When the Vietnamese-American chef Peter Cuong Franklin was 12, he was helicoptered out of Saigon to an American aircraft carrier on one of the last Hueys to escape the victorious North Vietnamese Army as it marched into the city on April 30, 1975. Seven years ago, facing the catastrophic collapse of both his business and his personal life, he returned—this time, on a commercial jetliner.

Two bad breakups—a split with the financial backers of his previous restaurant, Hong Kong’s popular Chôm Chôm, along with a divorce from his wife of nearly two decades, a professor at Hong Kong’s Chinese University—had left him emotionally devastated, and all but broke.
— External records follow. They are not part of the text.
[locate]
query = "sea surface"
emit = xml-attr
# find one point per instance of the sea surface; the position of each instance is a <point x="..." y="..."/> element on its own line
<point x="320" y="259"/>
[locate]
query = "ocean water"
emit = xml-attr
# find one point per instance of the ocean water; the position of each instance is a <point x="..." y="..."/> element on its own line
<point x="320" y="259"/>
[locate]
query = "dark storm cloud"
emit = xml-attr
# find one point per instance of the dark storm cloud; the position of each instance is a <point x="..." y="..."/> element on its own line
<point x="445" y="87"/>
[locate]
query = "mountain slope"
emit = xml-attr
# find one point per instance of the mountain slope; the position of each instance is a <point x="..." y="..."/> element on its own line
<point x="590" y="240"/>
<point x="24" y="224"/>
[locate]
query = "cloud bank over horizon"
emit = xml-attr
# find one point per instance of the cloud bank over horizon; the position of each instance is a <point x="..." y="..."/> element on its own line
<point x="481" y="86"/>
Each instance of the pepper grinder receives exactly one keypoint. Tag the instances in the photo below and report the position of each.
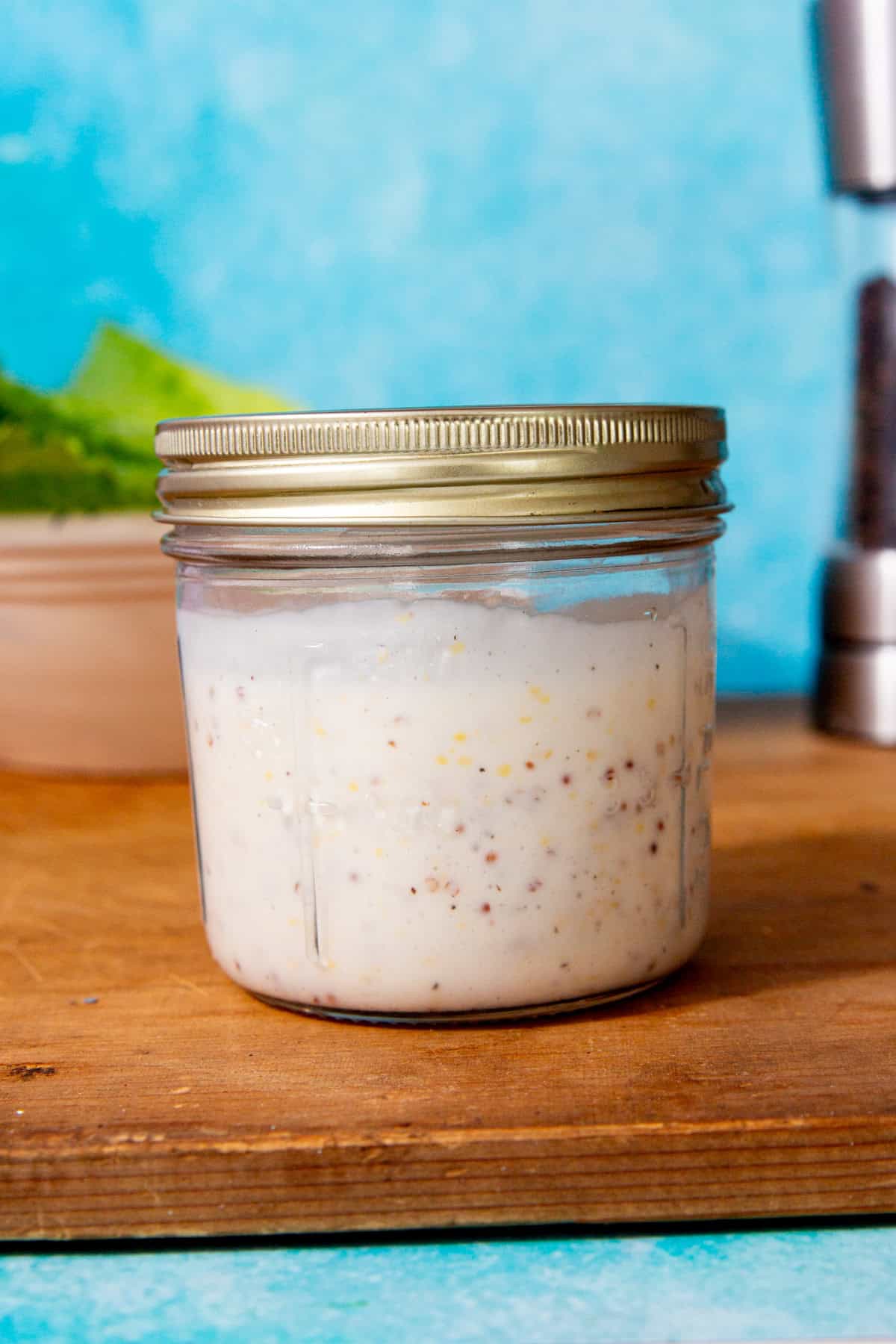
(856, 685)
The circumstances of his departure from Hong Kong, which he declines to discuss, have marked him for life—literally. Franklin has been undergoing laser treatments to remove the large tattoo of Chôm Chôm’s logo that still decorates his right inner forearm.

Peter Cuong Franklin with the kitchen staff of Ănăn Saigon.

“When I left Hong Kong, I essentially lost everything,” Franklin recalled one recent evening in Ho Chi Minh City, sipping a glass of sparkling water at the third-floor bar of his latest venture, Ănăn Saigon, which has been called one of the best restaurants in Asia. Ănăn (“Eat, eat” in Vietnamese) serves between 100 and 150 meals a night at small tables packed together cheek by jowl, and occupies a narrow six-story building, a classic Saigon “tube house” located inside a teeming wet market.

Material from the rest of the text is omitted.